Solomon provides the secrets to life's success because he somehow knows that but still struggles to make himself dinner.

Criticizing Criticism

Super Mario World is one of the first games I remember playing. For five or six year-old Solomon, “playing” meant entering and exiting the Top Secret Area for infinite power-ups, 1-Ups, and Yoshis.  The monotony fueled my gaming madness. I knew nothing else about video games, and I loved Super Mario World.

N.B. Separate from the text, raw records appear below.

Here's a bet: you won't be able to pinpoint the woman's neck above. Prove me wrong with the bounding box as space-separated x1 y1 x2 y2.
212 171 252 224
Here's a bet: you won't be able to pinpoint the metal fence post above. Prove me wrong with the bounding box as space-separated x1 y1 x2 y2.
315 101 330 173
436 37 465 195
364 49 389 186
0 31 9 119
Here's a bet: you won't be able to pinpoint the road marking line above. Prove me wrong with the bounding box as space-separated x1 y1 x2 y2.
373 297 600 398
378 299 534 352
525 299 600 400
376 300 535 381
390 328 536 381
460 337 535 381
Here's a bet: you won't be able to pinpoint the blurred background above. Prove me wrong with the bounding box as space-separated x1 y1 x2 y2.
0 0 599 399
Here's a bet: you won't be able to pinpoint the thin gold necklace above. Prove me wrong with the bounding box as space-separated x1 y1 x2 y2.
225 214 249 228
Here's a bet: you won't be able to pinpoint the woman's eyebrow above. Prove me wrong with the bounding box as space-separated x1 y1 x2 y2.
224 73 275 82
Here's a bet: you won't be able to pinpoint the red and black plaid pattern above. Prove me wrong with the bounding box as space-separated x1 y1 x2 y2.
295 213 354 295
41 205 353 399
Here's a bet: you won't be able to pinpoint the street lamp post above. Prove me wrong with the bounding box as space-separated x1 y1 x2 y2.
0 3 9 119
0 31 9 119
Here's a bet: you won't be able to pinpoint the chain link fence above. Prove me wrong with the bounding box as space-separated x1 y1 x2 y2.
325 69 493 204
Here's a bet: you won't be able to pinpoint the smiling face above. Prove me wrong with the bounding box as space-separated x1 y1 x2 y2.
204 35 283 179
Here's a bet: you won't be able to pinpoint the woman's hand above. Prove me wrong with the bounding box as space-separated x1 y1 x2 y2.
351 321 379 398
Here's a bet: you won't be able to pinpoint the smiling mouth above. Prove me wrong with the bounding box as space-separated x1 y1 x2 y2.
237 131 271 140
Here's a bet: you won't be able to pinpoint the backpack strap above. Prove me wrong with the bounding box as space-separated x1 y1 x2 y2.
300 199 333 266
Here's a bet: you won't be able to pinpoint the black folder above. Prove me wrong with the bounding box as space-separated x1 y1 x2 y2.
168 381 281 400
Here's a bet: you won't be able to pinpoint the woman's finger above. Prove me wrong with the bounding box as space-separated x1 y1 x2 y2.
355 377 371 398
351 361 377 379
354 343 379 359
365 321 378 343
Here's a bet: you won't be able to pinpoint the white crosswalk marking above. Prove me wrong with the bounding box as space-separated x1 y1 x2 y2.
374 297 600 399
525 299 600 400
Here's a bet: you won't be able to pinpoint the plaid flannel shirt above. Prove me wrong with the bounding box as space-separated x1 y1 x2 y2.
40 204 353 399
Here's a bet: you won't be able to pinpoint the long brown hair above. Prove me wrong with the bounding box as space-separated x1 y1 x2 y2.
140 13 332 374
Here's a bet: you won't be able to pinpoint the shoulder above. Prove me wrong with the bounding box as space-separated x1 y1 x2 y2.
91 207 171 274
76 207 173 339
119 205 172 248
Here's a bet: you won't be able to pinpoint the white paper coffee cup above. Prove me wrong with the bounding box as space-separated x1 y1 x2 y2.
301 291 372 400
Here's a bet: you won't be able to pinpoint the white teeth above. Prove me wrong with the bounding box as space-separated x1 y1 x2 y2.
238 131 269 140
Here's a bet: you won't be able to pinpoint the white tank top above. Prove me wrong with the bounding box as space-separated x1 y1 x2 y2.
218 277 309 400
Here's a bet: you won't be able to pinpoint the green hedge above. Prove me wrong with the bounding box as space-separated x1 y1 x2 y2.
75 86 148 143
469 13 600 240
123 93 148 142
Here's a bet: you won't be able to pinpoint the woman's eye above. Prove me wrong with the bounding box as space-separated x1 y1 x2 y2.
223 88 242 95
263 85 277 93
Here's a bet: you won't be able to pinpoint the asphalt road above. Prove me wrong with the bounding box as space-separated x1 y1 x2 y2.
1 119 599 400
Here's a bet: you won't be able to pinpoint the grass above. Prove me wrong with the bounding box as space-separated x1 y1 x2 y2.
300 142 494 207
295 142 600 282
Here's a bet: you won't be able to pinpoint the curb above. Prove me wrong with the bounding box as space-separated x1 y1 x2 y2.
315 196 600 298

Twenty years later and I found myself nitpicking apart Super Mario Odyssey, a game I appreciate far more than its SNES counterpart. Two decades of gaming had established a rewarding and beloved past time for me, but it aged me into a whiny, critical curmudgeon. Especially since starting my website, I can rarely play a new game without determining a review score or separating the positives and negatives into semi-concise bullet points. Like an established wine connoisseur, I may appreciate the finer aspects of a video game, but I’m also a pretentious ass who doesn’t understand that every game is good if it takes you away from reality and can be made into a drinking contest.

This same conundrum impacts how I have viewed and currently view my creative endeavors. Until about high school, I believed my writing conveyed the equivalent of God’s gospel. I wrote without fear. Nowadays, I obsessively compare my reviews to those on professional websites, questioning how I ever felt confident enough to publish burning garbage on the internet. I view my videos similarly, often berating my commentary while cursing my microphone’s sound quality.

Ignorance, innocence, and experience constitute the Holy Trinity of enjoying life. Ignorance allows you to ignore what you don’t know and focus only on what you do, which can massage or kick your ass based on the unknown information. Innocence encourages you to enjoy something as it is rather than what it could be, which fosters both content and complacency. Experience brings understanding, insight, and improvement but also self-doubt, regret, and some pessimism. Balancing them all seems to be the right option, especially after I described each one as a double-edged sword. Right now, I happen to be balancing the bad parts of ignorance and innocence with the bad parts of experience.

What a cynical man I am. Regardless of my critical nature, this new style of video (commentary over prerecorded footage) has worked better than talking off the cuff. If you have feedback, let me know! Meanwhile, I’ll fester in this echo chamber of my own doing.